John Longstreth’s practice concentrates in antitrust and regulated industries, primarily in the transportation and energy sectors, including administrative and federal court litigation, counseling, and obtaining and challenging regulatory approvals. He has argued in numerous appellate courts, including multiple times in the D.C., Fourth, and Ninth Circuits, and has been counsel in a number of U.S. Supreme Court and court of appeals proceedings for petitioners, respondents, intervenors, and amicus participants.
John has successfully represented clients in matters before the Department of Transportation, the Federal Maritime Commission, the Federal Energy Regulatory Commission, the Department of Labor, and the Federal Communications Commission.

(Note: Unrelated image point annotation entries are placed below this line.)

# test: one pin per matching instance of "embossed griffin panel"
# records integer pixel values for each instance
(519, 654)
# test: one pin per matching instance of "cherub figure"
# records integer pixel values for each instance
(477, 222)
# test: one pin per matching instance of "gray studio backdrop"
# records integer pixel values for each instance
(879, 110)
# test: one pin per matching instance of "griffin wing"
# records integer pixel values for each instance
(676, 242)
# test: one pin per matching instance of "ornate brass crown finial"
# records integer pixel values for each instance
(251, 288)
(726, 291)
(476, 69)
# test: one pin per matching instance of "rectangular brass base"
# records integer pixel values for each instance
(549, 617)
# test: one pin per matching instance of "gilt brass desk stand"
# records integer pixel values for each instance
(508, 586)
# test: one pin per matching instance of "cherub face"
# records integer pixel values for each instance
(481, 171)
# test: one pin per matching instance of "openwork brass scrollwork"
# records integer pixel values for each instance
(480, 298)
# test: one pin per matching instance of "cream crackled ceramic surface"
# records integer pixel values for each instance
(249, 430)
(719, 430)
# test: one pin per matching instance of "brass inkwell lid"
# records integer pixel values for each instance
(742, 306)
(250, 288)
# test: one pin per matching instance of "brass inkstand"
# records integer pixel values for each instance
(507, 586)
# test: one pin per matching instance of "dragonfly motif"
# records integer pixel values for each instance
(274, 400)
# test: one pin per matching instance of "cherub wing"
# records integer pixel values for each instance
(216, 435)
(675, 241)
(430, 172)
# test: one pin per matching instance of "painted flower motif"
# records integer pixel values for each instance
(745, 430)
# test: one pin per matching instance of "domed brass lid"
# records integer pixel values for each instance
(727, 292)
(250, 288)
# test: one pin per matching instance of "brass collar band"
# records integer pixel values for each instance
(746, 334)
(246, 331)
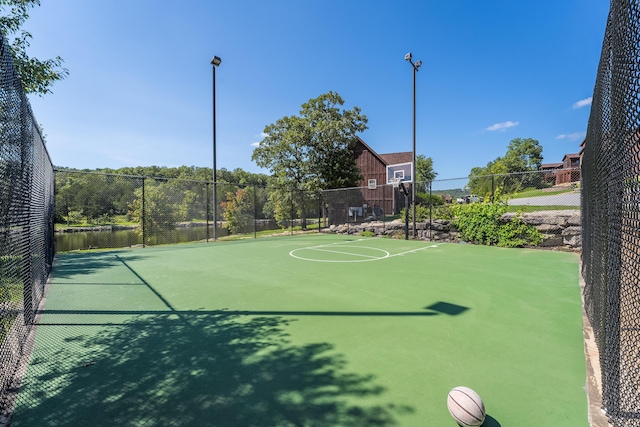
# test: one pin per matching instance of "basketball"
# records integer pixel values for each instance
(465, 406)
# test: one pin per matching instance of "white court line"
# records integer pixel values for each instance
(347, 253)
(333, 244)
(414, 250)
(368, 257)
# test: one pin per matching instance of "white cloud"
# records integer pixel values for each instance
(582, 103)
(261, 135)
(502, 126)
(571, 136)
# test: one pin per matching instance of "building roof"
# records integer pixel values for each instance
(395, 158)
(571, 156)
(551, 166)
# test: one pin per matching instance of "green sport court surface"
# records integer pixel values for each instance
(311, 330)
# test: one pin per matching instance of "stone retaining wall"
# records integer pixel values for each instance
(560, 229)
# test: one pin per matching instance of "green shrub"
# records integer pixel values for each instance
(481, 223)
(426, 199)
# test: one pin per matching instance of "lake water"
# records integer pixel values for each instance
(127, 238)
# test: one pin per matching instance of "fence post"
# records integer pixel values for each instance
(430, 211)
(144, 217)
(492, 186)
(207, 208)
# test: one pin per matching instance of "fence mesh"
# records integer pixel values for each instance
(26, 226)
(109, 210)
(611, 214)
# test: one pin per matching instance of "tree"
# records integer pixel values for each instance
(424, 172)
(524, 155)
(156, 212)
(312, 151)
(36, 75)
(238, 210)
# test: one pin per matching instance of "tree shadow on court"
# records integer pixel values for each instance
(76, 264)
(192, 369)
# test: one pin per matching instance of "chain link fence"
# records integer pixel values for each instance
(353, 210)
(26, 227)
(611, 214)
(100, 210)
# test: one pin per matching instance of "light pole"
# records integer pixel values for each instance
(415, 67)
(215, 61)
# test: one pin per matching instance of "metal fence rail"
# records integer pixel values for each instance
(26, 226)
(611, 214)
(105, 210)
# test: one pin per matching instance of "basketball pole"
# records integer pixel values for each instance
(215, 62)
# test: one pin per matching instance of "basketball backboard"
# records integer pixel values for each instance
(399, 172)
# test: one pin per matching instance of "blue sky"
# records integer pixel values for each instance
(139, 91)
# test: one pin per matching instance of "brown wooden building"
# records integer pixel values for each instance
(373, 166)
(566, 172)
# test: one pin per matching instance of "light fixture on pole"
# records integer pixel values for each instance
(415, 66)
(215, 62)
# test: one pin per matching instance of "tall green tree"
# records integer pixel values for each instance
(312, 151)
(523, 155)
(514, 169)
(37, 75)
(424, 172)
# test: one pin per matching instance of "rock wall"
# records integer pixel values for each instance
(560, 229)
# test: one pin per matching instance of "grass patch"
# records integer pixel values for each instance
(535, 192)
(528, 208)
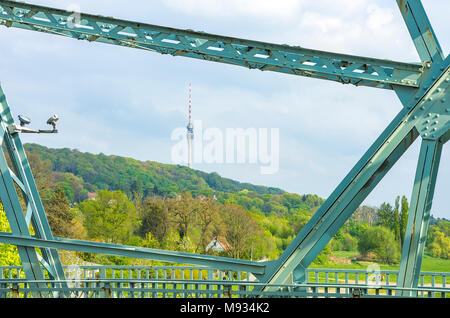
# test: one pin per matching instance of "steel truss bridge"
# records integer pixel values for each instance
(422, 88)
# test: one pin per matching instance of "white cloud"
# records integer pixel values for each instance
(285, 9)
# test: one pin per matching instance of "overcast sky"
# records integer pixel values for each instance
(128, 102)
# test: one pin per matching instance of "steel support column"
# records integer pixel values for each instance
(16, 178)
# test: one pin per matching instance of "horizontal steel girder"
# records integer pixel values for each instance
(424, 104)
(342, 68)
(222, 263)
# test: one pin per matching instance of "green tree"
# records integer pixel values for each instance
(111, 217)
(380, 241)
(385, 215)
(396, 219)
(154, 218)
(59, 214)
(9, 255)
(403, 218)
(240, 229)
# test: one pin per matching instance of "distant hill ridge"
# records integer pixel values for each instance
(99, 171)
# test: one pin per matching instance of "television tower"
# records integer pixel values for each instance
(190, 130)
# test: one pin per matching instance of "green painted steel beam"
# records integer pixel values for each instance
(419, 214)
(20, 174)
(222, 263)
(342, 68)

His antitrust experience includes obtaining approval, without conditions, of the largest ocean carrier merger in history, approval of airline code sharing and alliance agreements, and premerger counseling and successful representation in conduct investigations at the antitrust agencies and in litigation. Recent successful representations include defense at the agency level and on appeal of electricity refund claims in excess of $100 million, and successful challenges and defenses of agency rules and orders in the district courts, including multiple recoveries of attorney’s fees under the Equal Access to Justice Act. John was lead counsel for the City of Charlottesville in its successful defense of a First Amendment challenge to the City’s denial of a permit to the organizer of the “Unite the Right” events.
John’s professional activities include service by appointment of the District of Columbia Court of Appeals on its Committee on Unauthorized Practice of Law. He has written for several American Bar Association publications, including the ocean shipping chapter of the ABA’s Transportation Antitrust Handbook, and the ocean shipping section of all of the recent editions of the ABA’s Antitrust Law Developments treatise. He also serves on the legal committee of the American Association of Port Authorities.
Before joining the firm, John clerked for U.S. District Judge Raymond J. Broderick of the Eastern District of Pennsylvania. He received a master’s degree in public policy along with his law degree from Harvard, where he helped teach courses in economics and policy analysis.